If a workload will run continuously for one or three years, reserved instances offer savings of 30% to 60% compared to pay-as-you-go pricing.

Action: Identify workloads that will be persistent (domain controllers, database servers, application servers) and purchase reservations. Pay upfront for the best discount, or choose monthly payments for lower cash flow impact.

3. Shut Down Non-Production Resources

Development, testing, and staging environments do not need to run 24/7. Schedule them to shut down outside business hours.

Action: Use Azure Automation or AWS Instance Scheduler to automatically start and stop non-production VMs. Running a VM only during business hours (50 hours per week versus 168) reduces compute costs by 70%.

4. Use the Right Storage Tier

Not all data needs premium storage. Archive data that is rarely accessed to cool or cold storage tiers.

Cost Optimisation Strategies Infographic

Azure example:

  • Hot: $0.028/GB/month — for frequently accessed data
  • Cool: $0.014/GB/month — for data accessed less than once per month
  • Archive: $0.003/GB/month — for data accessed less than once per year

Moving 1 TB of archival data from hot to archive storage saves approximately $25 per month.

5. Set Budget Alerts

Configure budget alerts so you are notified before costs exceed expectations.
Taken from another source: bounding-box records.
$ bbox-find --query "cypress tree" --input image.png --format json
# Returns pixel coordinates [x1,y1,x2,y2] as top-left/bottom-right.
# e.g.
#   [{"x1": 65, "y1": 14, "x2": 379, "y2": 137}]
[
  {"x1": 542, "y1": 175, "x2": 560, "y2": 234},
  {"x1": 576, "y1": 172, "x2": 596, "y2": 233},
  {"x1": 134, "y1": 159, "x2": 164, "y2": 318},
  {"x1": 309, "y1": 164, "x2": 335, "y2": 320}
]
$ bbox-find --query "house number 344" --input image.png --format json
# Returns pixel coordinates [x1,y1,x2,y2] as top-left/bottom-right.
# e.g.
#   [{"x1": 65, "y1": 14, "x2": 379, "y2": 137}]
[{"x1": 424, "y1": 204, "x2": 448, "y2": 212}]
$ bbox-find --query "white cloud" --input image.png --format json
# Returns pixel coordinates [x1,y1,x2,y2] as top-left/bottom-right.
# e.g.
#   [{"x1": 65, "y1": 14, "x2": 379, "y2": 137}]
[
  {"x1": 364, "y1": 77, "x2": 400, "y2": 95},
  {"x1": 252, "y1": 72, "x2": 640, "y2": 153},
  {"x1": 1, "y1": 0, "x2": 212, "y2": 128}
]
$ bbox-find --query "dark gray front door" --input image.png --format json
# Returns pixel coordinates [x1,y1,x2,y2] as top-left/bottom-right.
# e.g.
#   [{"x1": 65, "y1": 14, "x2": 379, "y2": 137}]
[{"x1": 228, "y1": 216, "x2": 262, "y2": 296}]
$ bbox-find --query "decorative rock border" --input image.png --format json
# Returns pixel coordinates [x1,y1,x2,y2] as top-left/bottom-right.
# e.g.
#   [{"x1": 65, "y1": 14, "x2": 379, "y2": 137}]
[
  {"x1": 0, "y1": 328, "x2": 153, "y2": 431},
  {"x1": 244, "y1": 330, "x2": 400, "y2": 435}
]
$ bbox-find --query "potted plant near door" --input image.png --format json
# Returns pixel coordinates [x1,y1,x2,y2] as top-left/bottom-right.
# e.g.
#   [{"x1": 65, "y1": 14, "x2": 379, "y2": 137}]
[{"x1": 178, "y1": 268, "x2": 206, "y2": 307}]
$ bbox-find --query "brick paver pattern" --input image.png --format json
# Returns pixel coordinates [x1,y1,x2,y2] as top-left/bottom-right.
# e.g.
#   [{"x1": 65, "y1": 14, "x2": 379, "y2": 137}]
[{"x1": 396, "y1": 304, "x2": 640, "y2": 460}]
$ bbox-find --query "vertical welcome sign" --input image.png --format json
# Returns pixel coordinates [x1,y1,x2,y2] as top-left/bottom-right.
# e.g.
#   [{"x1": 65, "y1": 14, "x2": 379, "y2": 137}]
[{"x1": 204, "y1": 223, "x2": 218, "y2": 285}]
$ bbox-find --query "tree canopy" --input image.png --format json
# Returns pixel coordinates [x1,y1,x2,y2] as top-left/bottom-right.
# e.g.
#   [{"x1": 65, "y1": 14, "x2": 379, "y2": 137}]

Both Azure Cost Management and AWS Budgets allow you to set dollar thresholds and receive email notifications.

Action: Set alerts at 50%, 75%, 90%, and 100% of your expected monthly spend.

6. Tag Everything

Apply tags to all cloud resources indicating the owner, project, environment (production, development), and purpose. Tags enable you to:

  • Track spending by project or department
  • Identify orphaned resources
  • Allocate costs accurately

7. Review Monthly

Cloud cost management is an ongoing discipline, not a one-time task. Schedule a monthly review to:

  • Analyse the previous month’s bill
  • Identify cost anomalies
  • Check for unused resources
  • Evaluate right-sizing recommendations
  • Update budget forecasts

Budgeting for Cloud Costs

For Australian SMBs moving to the cloud, here are practical budgeting tips:

  • Start with a proof of concept: Run a small workload in the cloud for a month to understand real costs before committing to a full migration.
  • Use pricing calculators: Both Azure and AWS offer detailed pricing calculators. Input your expected workloads to generate cost estimates.
  • Add a buffer: Cloud cost estimates are often 15% to 25% lower than actual costs due to data transfer, support, and add-on services. Budget accordingly.
  • Plan for currency: Azure and AWS bill in AUD for Australian customers, but exchange rate fluctuations can affect USD-based services.
  • Review quarterly: Adjust your budget based on actual usage patterns.

Getting Started

If you are evaluating cloud costs for the first time:

  1. Document your current IT costs — hardware, software, power, support, and staff time.
  2. Identify candidate workloads for cloud migration.
  3. Use a pricing calculator to estimate cloud costs for those workloads.
  4. Factor in hidden costs — egress, support, licences, and management overhead.
  5. Compare the total cost of ownership, not just headline prices.

Cloud computing can be cost-effective for Australian SMBs, but only with deliberate planning and ongoing management. The businesses that benefit most are those that treat cloud cost management as a continuous practice, not a one-time decision.